L’histoire suit Dan, un homme dont l’emploi est remplacé par une intelligence artificielle dans un futur proche. Bien que fictive, cette situation fait écho aux enjeux actuels liés à l’automatisation et à l’impact de l’IA sur le marché du travail. Egan explore des thèmes complexes comme la précarité économique et l’angoisse face aux bouleversements technologiques, tout en restant centré les personnages et sur l’humain. Ce récit, à la fois sombre et porteur d’espoir, dresse un tableau réaliste d’une société confrontée à la montée en puissance des machines et à obsolescence des travailleurs humains. Il interroge la place des humains dans un monde où l’efficacité des IA remet en question leur utilité. La nouvelle ancre son propos dans des problématiques contemporaines et suscite la réflexion sur la place des humains dans un monde où ils sont dépendants des IA. Par sa vision à la fois pessimiste et nuancée, Egan frappe juste, offrant une réflexion aussi pertinente que troublante sur notre avenir proche. C’est, à mon avis, la meilleure nouvelle de ce Bifrost 113.

Renaissance de Jean-Marc Ligny

Dans Renaissance, Jean-Marc Ligny explore une humanité prise au piège de sa dépendance aux intelligences artificielles. Dans une cité futuriste gérées par les IA après une catastrophe climatique, les hommes ont perdu leur autonomie. Les IA gèrent tout : de la maintenance de la ville à la satisfaction des besoins humains, jusqu’à la procréation via une entité appelée « Mère ». Les humains, eux, vivent entièrement dans la « Haute Réalité », une réalité virtuelle avancée où ils ne se rencontrent plus physiquement. L’absence d’interactions humaines engendre des problèmes que les IA elles-mêmes cherchent à résoudre. Elles doivent maintenant conduire les humains à reprendre leur vie en main. Jean-Marc Ligny questionne notre relation à la technologie et ses répercussions sur la psyché humaine.
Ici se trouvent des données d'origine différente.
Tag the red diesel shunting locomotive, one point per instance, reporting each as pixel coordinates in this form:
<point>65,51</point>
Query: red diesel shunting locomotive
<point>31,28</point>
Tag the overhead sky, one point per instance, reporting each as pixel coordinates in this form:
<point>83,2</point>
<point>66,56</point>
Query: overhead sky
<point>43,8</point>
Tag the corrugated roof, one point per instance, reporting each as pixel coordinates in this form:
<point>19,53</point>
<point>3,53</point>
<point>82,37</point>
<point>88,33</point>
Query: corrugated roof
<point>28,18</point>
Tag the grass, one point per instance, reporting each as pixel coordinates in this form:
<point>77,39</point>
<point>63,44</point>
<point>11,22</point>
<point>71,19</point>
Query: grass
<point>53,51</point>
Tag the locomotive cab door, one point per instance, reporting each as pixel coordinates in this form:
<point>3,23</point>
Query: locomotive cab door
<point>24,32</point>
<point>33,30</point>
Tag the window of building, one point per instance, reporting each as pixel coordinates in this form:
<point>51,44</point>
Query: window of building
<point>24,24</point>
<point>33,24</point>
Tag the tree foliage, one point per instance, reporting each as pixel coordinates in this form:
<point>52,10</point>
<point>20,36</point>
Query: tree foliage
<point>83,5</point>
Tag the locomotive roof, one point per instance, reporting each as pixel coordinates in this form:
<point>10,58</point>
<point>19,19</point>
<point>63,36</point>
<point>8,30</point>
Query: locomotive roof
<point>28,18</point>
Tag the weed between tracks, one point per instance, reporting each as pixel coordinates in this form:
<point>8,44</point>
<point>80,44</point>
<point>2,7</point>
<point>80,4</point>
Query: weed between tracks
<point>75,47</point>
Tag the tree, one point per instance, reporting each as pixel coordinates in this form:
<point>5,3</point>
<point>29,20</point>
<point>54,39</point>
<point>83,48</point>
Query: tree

RêveVille de Thierry Di Rollo

Le narrateur de cette courte nouvelle a perdu son ombre, dans une société qui lui promet la béatitude. En peu de pages, Di Rollo crée une atmosphère oppressante, montrant l’horreur d’un contrôle totalitaire où l’immortalité et la sécurité sont offertes en échange de la liberté et de l’humanité. Court, sombre et percutant.

Rayée d’Audrey Pleynet

La nouvelle se déroule dans un monde post-apocalyptique ravagé par une épidémie neurologique semblable à un Alzheimer contagieux, entraînant la régression et la décimation de l’humanité. Les survivants portent des lettres tatouées sur leur peau, symbolisant leur état mental, et à chaque nouvelle perte cognitive, ils rayent une lettre, marquant ainsi leur déclin. Incapables de trouver un remède, les IA sont détruites par les humains, bien qu’elles aient tenté de gérer la crise. Ce récit aborde des thèmes tels que l’identité, la mémoire et la survie. La narration à la première personne renforce l’intensité émotionnelle et plonge le lecteur dans une atmosphère sombre, où l’espoir se fait rare.

En conclusion, ce Bifrost 113 apporte son lot de nouvelles de qualité en plus d’un riche dossier consacré à l’intelligence artificielle.